Book vending machine promotes reading, good behavior at Marinette school
A new addition to Garfield Elementary School in Marinette sparks excitement and encourages students to read.
It's a vending machine that's not filled with food or drinks.
"I think it's cool, because the book vending machine has a lot of books in it," said Grayon Niemojuski, a third grader.
The machine holds more than 100 new and gently-used books.
Garfield Elementary School students spot their favorite genres and titles behind the glass.
"Puppies," said Dane Borths, a first grader.
," said Mia Lemire, a second grader.
"History books," said Isak Sundstrom, a fourth grader.
It all started when Kim Dama, the building coordinator for the school, saw an ad for the book vending machine online.
"I presented it to our PTO at a PTO meeting and just thought we would fund-raise for it and asked them if they would be interested in kind of exploring the idea," said Dama.
The board members decided to buy the vending machine right away from the only full-time manufacturer, which is based in New York.
"I think it took maybe three minutes and we said, 'Yep, let's do it. Let's get it ordered,'" said Vickie Bird, president of Garfield's parent-teacher organization.

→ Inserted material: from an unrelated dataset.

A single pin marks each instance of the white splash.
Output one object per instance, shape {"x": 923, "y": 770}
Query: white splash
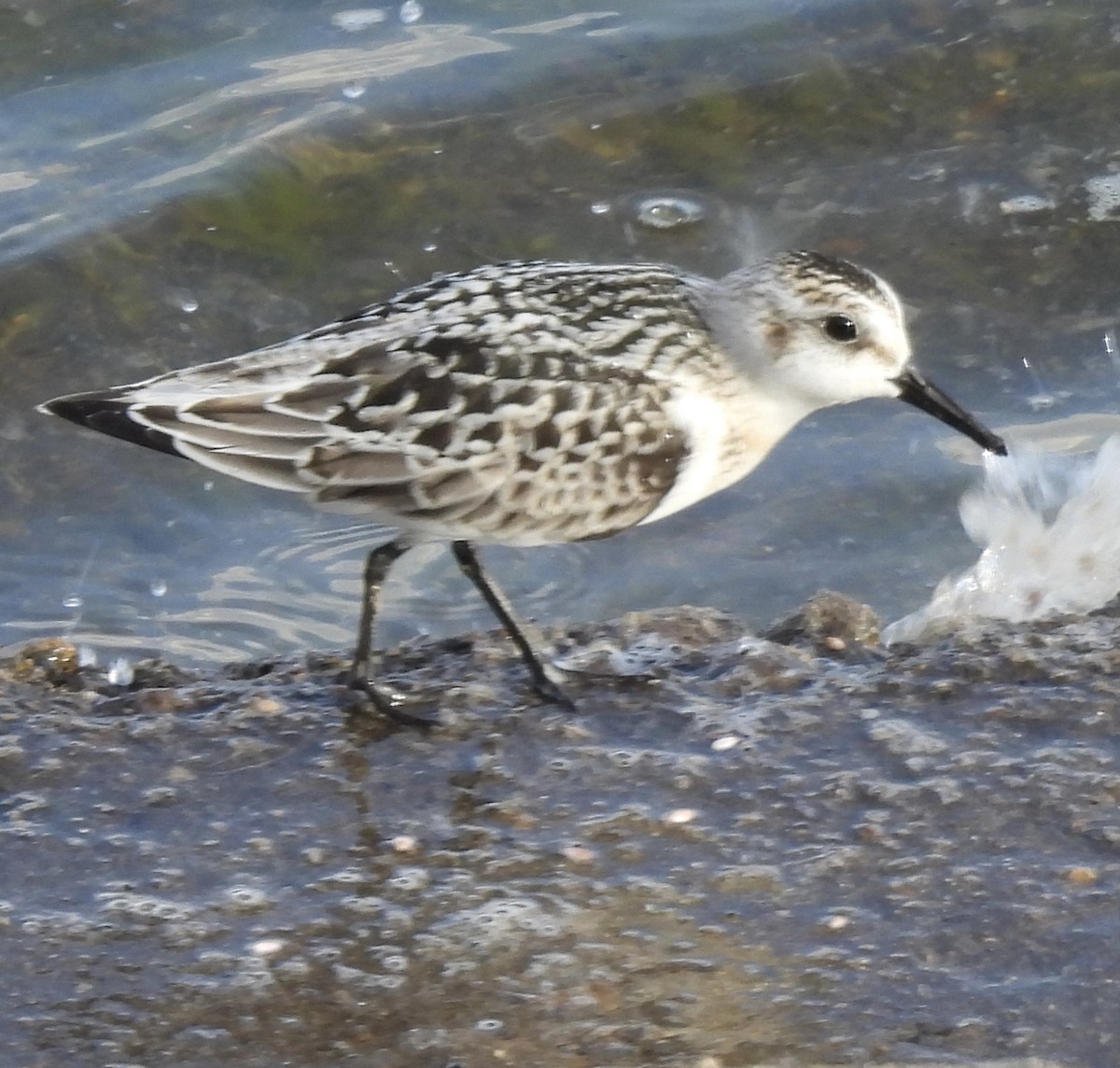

The purchase was completely paid for out of PTO funds.
"We know how powerful reading is for little minds especially, so we really want to get the books in the kids' hands," said Dama.
"For a lot of kids, unfortunately, having books at home is not a luxury that some of them may be able to have," said Bird.
Unlike other vending machines, there is no money involved. The students use tokens they earn with good behavior.
"If they follow classroom expectations or school-wide expectations they can earn tickets," said Dama.
They save until they reach 10 tickets, which can be traded in for a gold token required to get a book.
"You can hear them as they're walking by picking out the books that they want to try to earn," said Dama.
Dama says another school in the district is now looking into get a book vending machine.
The Garfield PTO plans to collaborate with the school when it comes to restocking books. While many are donated by teachers from classroom libraries, Bird plans to order some new books from Scholastic Book Clubs.